Dans la province de Hatay (Türkiye), une région dévastée par les tremblements de terre de forte magnitude qui ont eu lieu il y a 3 mois, des tentes et des conteneurs accueillent désormais de nombreuses personnes déplacées, dont des femmes enceintes ou mères depuis peu. Selon les statistiques des Nations Unies, 2,4 millions de femmes en âge de procréer auraient été affectées par les tremblements de terre.
Au cours d’un mois ordinaire, quelque 14 000 bébés naissent dans la province de Hatay. Pour répondre à ces immenses besoins, le docteur Serap Şener, du bureau de pays de l’OMS en Türkiye, a été chargé d’aider le ministère de la Santé et le système de santé local à assurer des services de soins de santé primaires, notamment en matière de santé reproductive et de santé de la femme, pour les communautés touchées par les tremblements de terre.
L’impact des tremblements de terre sur les mères et les enfants
Un tremblement de terre entraîne dans son sillage de nombreux problèmes pour les femmes et les nourrissons, surtout en ce qui concerne la santé reproductive et l’allaitement.
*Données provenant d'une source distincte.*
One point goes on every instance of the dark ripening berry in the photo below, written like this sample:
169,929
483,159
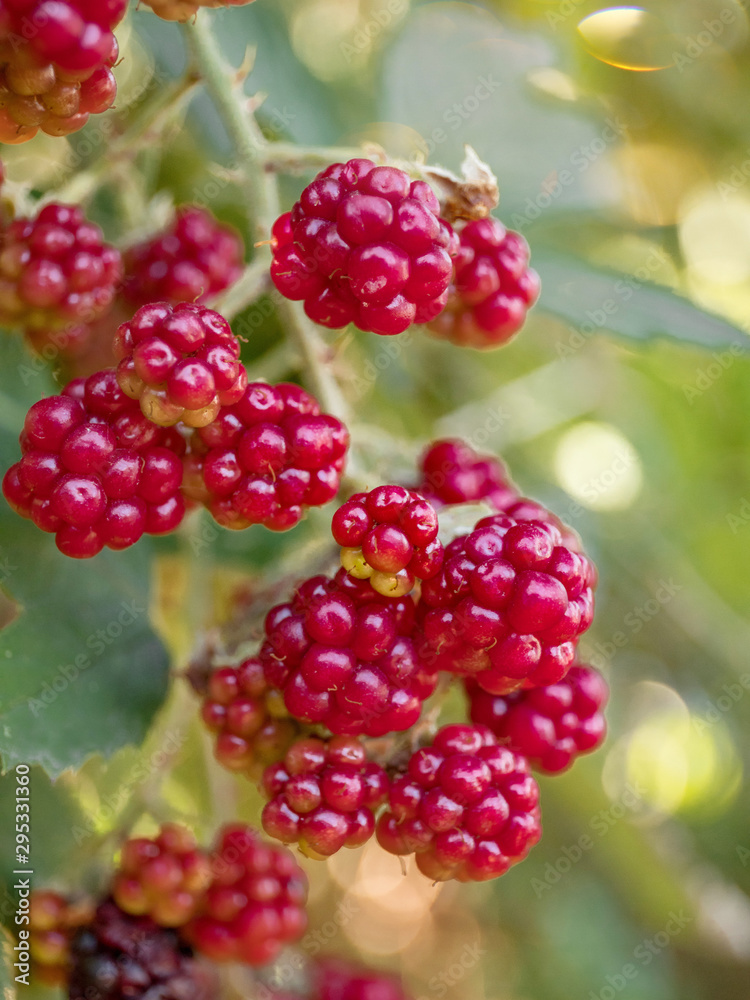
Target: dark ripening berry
550,725
56,271
492,287
365,245
452,472
389,537
193,260
510,602
255,904
322,796
181,363
344,657
119,957
57,58
267,458
94,471
466,807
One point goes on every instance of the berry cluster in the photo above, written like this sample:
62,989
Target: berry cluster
94,471
466,807
492,287
163,878
389,537
56,62
55,270
344,657
550,725
192,260
181,362
365,245
252,726
510,602
255,903
265,459
322,795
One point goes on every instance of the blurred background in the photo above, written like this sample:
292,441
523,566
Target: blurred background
621,141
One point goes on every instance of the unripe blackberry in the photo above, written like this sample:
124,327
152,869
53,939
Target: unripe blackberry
322,796
119,957
550,725
510,602
344,657
252,726
452,472
389,537
365,245
255,903
94,471
492,287
183,10
55,270
57,58
466,807
193,260
268,457
163,878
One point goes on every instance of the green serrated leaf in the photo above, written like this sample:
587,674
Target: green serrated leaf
592,301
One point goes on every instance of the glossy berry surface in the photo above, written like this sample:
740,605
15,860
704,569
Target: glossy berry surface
162,877
255,903
466,807
56,60
510,602
181,363
251,724
344,657
267,458
322,795
55,270
452,472
492,289
193,260
550,725
389,536
94,471
365,245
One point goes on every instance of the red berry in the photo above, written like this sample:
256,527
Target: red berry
492,288
467,807
550,725
55,271
365,245
344,657
255,902
193,260
181,363
323,795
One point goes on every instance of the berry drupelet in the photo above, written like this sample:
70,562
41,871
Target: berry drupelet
322,795
267,458
255,904
94,471
550,725
365,245
181,363
56,62
344,657
193,260
55,270
163,878
492,287
510,602
389,537
467,807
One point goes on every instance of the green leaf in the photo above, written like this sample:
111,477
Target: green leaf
593,301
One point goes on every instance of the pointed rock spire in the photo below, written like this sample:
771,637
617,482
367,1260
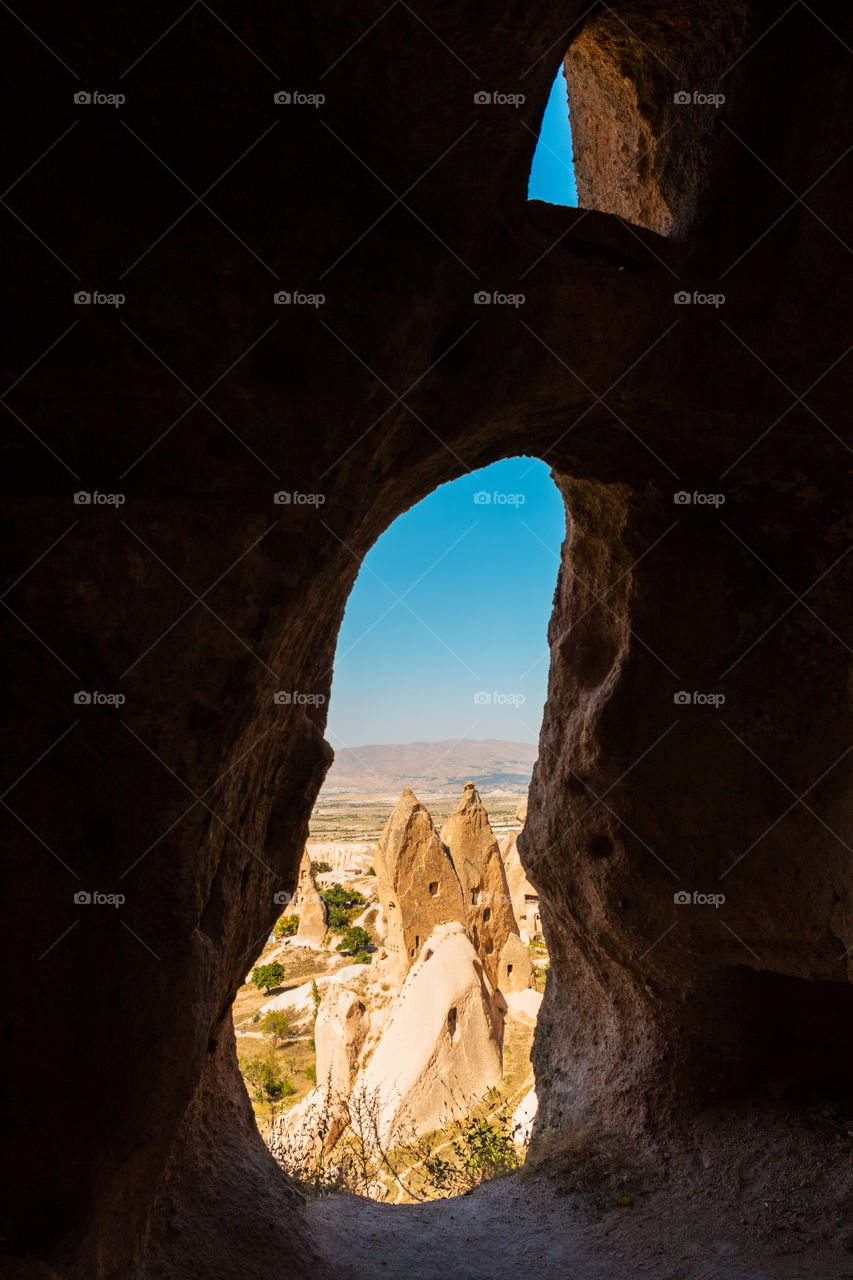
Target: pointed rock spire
477,858
415,878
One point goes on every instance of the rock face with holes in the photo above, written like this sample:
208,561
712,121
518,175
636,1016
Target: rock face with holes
441,1051
523,895
477,858
314,1125
310,906
515,970
416,881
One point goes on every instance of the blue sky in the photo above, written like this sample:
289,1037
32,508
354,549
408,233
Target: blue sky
552,176
477,583
454,599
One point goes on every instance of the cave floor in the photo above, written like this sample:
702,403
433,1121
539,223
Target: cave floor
530,1228
755,1193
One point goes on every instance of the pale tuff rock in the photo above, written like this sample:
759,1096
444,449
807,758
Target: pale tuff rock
415,880
442,1047
340,1033
523,1118
311,908
515,972
477,858
524,896
524,1005
354,858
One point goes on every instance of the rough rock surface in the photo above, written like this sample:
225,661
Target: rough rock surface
442,1047
477,858
515,972
192,800
523,895
340,1033
310,905
416,881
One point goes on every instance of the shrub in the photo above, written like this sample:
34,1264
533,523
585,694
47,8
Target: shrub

L’une des plus grandes difficultés est l’absence d’un cadre de vie sûr et confortable, ce qui peut avoir un impact considérable sur le bien-être physique et psychologique.
L’hygiène pose également un problème majeur, en particulier dans la période post-partum. Actuellement, les espaces communs affectés aux toilettes et aux douches ne répondent pas toujours aux normes sanitaires de base et n’offrent pas l’intimité nécessaire. Il est donc difficile pour les femmes et les nouvelles mères de se sentir en sécurité.
« Les femmes qui allaitent sont particulièrement touchées, car elles n’ont pas accès à des espaces privés comme ce serait le cas chez elles », explique le docteur Şener. « Le fait de vivre dans des tentes et des conteneurs signifie qu’elles ne peuvent pas allaiter dans un environnement confortable, ce qui peut entraîner des problèmes tels que des mastites douloureuses. De même, les femmes enceintes ont du mal à trouver un endroit confortable où elles peuvent se reposer. »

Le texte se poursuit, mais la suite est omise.